Massenkommunikation ist also öffentlich, indirekt und einseitig und richtet sich an ein disperses Publikum. Doch seit den 1960ern hat sich viel getan. Das World Wide Web und die zahlreichen Möglichkeiten der Interaktivitäten brachten große Veränderungen mit sich, die die Grenzen zwischen interpersonaler und Massenkommunikation verschwimmen ließen. Kübler (2003: 124) vertritt die Meinung, dass „angesichts der einhergehenden Transformationen […] nicht mehr so eindeutig und dipodisch zwischen personaler und Massenkommunikation“, zwischen Öffentlichem und Privatem getrennt werden kann. Kübler versucht die Neuerungen in Maletzkes Definition zu integrieren bzw. diese zu aktualisieren:

 

Unter medialer Kommunikation verstehen wir die (sich mehr und mehr verbreitende) Form der Kommunikation, bei der

Tab. 2:

Definition von medialer Kommunikation (Quelle: Kübler 2003: 124; eigene Darstellung)

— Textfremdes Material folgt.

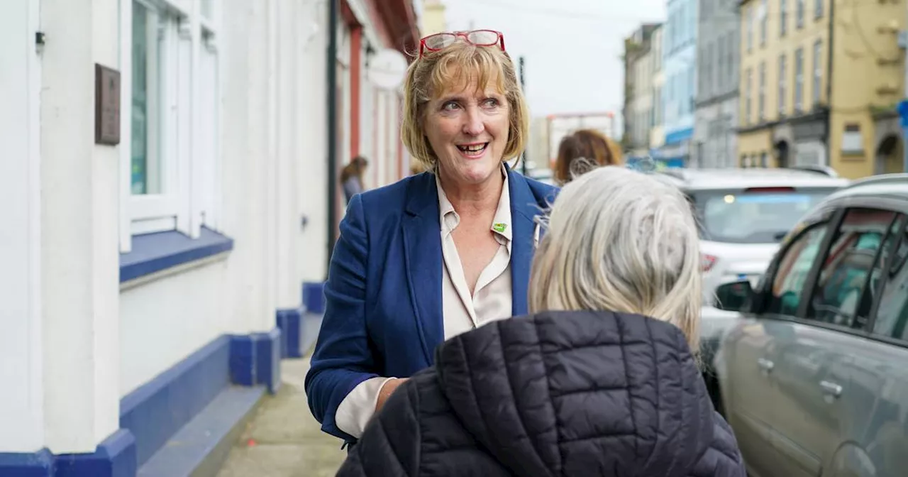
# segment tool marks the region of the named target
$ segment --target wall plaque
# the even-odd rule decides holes
[[[94,144],[120,144],[120,72],[94,65]]]

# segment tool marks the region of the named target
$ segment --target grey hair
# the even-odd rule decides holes
[[[698,349],[700,244],[680,190],[626,167],[599,167],[568,184],[544,222],[530,313],[644,314],[675,324]]]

Anhand der Online-Medien können diese neuen Entwicklungen am geeignetsten festgemacht werden. Das Internet ist einerseits öffentlich, d.h. von allen (mit Internetzugang) benützbar; andererseits gibt es Bereiche, die privat, etwa durch Passwörter geschützt, sind (Newsgroups, Chatrooms, Blogs usw.). Andere Merkmale der Massenkommunikation waren laut Maletzke die Einseitigkeit der Kommunikation sowie die raumzeitliche Distanz der Kommunikationspartner, die jedoch im World Wide Web zum Teil aufgebrochen scheinen.

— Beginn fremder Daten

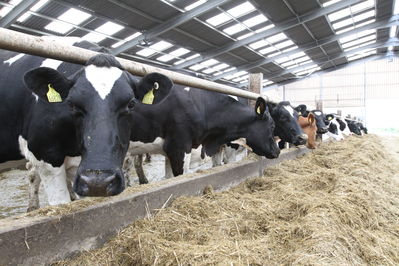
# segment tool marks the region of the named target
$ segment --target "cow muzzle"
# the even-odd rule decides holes
[[[80,196],[113,196],[125,189],[125,180],[121,171],[85,170],[76,176],[73,189]]]
[[[306,141],[308,140],[308,135],[306,135],[306,134],[301,134],[301,135],[299,135],[296,139],[295,139],[295,141],[294,141],[294,145],[295,146],[298,146],[298,145],[304,145],[304,144],[306,144]]]

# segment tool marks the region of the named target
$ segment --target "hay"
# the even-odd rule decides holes
[[[397,173],[376,136],[323,144],[230,191],[178,198],[57,265],[399,265]]]

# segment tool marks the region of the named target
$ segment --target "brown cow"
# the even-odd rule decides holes
[[[301,126],[303,132],[308,135],[306,147],[309,149],[316,149],[316,119],[313,113],[309,113],[307,117],[299,116],[298,124]]]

„Elektronische Daten sind allerorts (nahezu) gleichzeitig mit ihrer Schöpfung und Eingabe verfügbar, so dass nicht nur der Zeitverzug innerhalb der Produktion, der durch diverse Phasen der Materialisierung und Gestaltung – etwa beim Druck – verursacht wird, wegfällt oder zumindest enorm reduziert wird: Letztlich fallen Produktion und Rezeption zusammen, was mit dem Begriff ‚Echtzeit‘ (Virilio 1996; Kloock 2000, 161ff.) gekennzeichnet wird; beim Internet können sie – wie im personalen Dialog – ständig wechseln. Vor allem das charakteristischste Kriterium der Massenkommunikation, die Einseitigkeit des Kommunikationstransfers, wird mehr und mehr aufgehoben – entsprechend erodiert die Dualität von personaler und Massenkommunikation.“ (Kübler 2003: 125f.)

Auch wenn der Begriff „Echtzeit“ sicherlich nicht zutrifft, da die eingegeben Daten erst übertragen werden müssen, ist die zeitliche Distanz beim Chat, beim Instant Messaging oder etwa bei der Internettelefonie tatsächlich kaum mehr wahrnehmbar.

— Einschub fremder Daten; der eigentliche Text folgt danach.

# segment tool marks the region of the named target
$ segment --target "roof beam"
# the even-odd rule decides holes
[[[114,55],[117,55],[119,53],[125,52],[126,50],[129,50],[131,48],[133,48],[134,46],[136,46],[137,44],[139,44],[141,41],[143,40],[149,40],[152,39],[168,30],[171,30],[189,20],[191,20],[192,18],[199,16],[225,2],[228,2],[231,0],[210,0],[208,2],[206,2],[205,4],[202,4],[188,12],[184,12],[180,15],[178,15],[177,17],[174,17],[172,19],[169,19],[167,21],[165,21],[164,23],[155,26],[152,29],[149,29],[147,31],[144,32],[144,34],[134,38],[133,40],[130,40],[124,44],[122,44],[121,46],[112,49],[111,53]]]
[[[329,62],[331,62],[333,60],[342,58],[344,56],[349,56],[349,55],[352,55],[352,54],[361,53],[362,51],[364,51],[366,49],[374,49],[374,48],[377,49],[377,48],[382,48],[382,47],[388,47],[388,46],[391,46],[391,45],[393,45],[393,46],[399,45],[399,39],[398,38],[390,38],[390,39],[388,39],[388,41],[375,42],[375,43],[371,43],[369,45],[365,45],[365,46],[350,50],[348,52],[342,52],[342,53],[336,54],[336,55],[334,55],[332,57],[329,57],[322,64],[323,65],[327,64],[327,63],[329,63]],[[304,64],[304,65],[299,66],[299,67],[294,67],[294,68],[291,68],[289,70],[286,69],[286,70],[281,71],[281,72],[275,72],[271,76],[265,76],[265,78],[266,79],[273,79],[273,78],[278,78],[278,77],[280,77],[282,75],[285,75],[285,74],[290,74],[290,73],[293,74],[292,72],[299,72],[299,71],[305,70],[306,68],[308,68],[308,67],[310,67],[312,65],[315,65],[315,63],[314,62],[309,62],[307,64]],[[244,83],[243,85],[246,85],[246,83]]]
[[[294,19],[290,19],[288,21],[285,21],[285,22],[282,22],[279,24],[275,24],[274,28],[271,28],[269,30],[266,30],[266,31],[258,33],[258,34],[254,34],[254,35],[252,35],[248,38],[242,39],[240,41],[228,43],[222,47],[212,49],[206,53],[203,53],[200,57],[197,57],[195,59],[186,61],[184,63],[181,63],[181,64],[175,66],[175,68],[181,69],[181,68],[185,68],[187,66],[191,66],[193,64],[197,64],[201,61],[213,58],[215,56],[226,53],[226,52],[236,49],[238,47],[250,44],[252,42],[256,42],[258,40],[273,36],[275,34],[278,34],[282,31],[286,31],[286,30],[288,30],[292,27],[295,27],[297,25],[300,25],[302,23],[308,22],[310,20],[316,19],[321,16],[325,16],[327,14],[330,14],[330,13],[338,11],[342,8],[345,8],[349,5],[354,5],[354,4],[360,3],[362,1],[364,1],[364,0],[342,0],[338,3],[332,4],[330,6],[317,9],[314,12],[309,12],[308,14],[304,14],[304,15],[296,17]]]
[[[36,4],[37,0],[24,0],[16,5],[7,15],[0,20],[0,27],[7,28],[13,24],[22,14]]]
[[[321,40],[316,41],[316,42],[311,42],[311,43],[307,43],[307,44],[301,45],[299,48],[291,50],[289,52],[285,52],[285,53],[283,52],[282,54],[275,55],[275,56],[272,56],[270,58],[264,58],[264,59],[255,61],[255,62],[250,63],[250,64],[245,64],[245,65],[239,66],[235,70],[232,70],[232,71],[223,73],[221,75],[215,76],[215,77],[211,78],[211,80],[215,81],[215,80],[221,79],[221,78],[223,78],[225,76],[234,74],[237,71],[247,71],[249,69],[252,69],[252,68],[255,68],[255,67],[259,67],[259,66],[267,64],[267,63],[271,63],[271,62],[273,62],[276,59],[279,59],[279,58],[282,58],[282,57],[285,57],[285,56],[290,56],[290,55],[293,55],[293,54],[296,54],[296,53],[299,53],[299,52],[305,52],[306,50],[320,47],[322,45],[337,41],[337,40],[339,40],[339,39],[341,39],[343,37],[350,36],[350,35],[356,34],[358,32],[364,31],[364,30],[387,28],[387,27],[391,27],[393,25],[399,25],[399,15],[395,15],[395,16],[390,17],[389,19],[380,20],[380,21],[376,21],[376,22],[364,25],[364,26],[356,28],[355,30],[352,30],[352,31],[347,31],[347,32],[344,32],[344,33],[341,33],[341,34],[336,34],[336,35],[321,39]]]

Kübler mag in vielen Dingen Recht haben; sein Konzept der „allmähliche[n] Aufweichung der Massenkommunikation und [der] Mutationen zur medialen Kommunikation“ (2003: 123) scheint mir ein wenig zu drastisch. Massenkommunikation geht aufgrund der neuen Entwicklungen nicht verloren. Die „alten“ Medien (Fernsehen, Rundfunk, Presse) machen sich die „neuen“ zwar zunutze: Tageszeitungen gehen online, man kann diverse Nachrichtensendungen des ORF im Web ansehen, das Fernsehprogramm nachlesen, Rundfunksender haben Internetauftritte mit verschiedensten Angeboten und sind auch über Internet empfangbar (mit einer kleinen Zeitverschiebung). Dennoch: Die alten, traditionellen Medien mit ihren typischen...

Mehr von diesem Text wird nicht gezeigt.